Originaria de la Borgoña francesa, la Pinot Noir es una variedad de piel fina, especialmente sensible al clima y a las condiciones del lugar donde se cultiva. Esa capacidad para reflejar las particularidades de cada terroir es, justamente, una de las características que explica la fascinación que genera entre productores y consumidores.
En Argentina encontró especialmente buenas condiciones en regiones de clima fresco, como la Patagonia, aunque también ofrece expresiones singulares en distintas zonas de altura de Mendoza.
En su día internacional, tres bodegas locales proponen sus versiones de esta cepa elegante y versátil.
Terrazas de los Andes: elegancia de altura en el Valle de Uco
Con más de tres décadas explorando las terrazas de la Cordillera en busca de los mejores terroirs de altura, Terrazas de los Andes encontró en el Pinot Noir una de las expresiones más refinadas de su filosofía: elaborar vinos que transmitan el carácter del lugar donde nacen.
“Estamos viendo un consumidor que busca vinos cada vez más frescos, más precisos y con una identidad de origen muy marcada.

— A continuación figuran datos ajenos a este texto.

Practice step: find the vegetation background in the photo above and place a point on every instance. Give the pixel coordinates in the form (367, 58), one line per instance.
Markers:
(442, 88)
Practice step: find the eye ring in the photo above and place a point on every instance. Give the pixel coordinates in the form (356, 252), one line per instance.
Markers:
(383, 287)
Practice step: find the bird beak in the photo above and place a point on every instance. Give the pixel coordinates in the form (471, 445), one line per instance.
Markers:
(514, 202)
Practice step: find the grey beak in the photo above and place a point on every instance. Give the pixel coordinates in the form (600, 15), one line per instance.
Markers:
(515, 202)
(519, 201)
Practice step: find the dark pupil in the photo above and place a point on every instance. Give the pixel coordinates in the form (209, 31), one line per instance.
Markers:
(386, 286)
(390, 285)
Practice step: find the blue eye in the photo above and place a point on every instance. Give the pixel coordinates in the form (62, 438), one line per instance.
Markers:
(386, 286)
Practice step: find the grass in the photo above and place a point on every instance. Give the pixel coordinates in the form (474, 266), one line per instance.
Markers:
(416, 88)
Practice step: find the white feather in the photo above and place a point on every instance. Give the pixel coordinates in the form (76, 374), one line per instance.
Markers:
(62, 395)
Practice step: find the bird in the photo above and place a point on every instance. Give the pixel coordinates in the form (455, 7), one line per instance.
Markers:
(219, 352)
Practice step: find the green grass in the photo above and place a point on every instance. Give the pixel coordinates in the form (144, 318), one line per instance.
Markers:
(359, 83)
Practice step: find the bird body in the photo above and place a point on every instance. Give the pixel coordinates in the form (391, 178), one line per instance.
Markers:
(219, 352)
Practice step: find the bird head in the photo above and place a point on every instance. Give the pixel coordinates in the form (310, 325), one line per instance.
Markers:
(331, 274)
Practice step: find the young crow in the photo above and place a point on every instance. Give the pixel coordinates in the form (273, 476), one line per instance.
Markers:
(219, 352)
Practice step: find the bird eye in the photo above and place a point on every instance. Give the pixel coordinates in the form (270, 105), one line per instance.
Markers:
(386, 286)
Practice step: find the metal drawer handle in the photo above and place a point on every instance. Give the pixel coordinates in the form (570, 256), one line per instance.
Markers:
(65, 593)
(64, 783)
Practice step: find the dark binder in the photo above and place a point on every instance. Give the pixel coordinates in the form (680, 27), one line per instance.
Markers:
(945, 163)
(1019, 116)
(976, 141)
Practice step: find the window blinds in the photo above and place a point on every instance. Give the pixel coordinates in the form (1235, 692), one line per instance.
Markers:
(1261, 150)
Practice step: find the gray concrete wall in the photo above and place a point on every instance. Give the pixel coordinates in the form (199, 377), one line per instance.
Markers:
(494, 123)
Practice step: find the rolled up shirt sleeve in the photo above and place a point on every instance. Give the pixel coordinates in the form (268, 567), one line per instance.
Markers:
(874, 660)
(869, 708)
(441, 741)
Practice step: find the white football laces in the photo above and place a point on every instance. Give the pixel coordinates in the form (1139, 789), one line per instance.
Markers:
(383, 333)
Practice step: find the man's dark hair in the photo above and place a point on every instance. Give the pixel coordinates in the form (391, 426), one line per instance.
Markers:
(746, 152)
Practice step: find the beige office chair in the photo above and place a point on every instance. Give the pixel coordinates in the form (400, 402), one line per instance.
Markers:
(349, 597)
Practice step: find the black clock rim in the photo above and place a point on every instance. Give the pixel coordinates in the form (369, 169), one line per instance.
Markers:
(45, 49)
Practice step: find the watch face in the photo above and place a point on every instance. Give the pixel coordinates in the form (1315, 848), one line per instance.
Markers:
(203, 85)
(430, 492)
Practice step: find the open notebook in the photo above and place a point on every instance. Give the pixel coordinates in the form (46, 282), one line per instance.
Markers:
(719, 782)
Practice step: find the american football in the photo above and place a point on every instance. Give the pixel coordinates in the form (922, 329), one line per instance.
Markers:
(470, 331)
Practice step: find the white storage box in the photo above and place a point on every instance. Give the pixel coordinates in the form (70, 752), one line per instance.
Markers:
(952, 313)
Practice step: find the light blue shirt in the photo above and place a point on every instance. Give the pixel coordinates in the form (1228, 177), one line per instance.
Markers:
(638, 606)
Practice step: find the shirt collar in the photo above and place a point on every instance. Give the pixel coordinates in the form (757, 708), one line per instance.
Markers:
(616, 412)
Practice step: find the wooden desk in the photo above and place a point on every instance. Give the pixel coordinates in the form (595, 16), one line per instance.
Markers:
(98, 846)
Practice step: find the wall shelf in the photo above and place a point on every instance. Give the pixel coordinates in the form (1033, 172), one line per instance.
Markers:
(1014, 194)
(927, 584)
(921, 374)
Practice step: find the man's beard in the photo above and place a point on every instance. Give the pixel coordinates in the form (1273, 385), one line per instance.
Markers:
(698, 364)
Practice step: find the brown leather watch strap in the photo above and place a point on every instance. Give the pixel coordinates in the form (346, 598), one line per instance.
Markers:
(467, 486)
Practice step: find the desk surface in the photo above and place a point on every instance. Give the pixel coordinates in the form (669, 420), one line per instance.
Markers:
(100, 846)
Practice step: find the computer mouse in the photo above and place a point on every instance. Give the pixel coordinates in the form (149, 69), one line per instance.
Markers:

En ese contexto, el Pinot Noir está ganando protagonismo porque reúne todas esas cualidades, además de que es un vino que funciona tanto para una comida informal como para una experiencia gastronómica más sofisticada”, señala Lucas Löwi, Director General de la bodega.
Su equilibrio natural —acidez vibrante, taninos sedosos y una delicada expresión aromática— lo hace tan versátil que puede acompañar desde pescados grasos como salmón o trucha hasta risottos de hongos, aves, vegetales asados, quesos de pasta blanda o postres con chocolate y frutos rojos.
El Reserva Pinot Noir proviene de parcelas de altura en Caicayén y El Espinillo, en el Valle de Uco, ubicadas entre los 1.230 y 1.650 metros sobre el nivel del mar, donde las bajas temperaturas y la amplitud térmica permiten una maduración lenta. El resultado es un vino brillante, fresco y afrutado, con aromas de cereza, guinda y frutilla, textura sedosa y un paso de boca jugoso.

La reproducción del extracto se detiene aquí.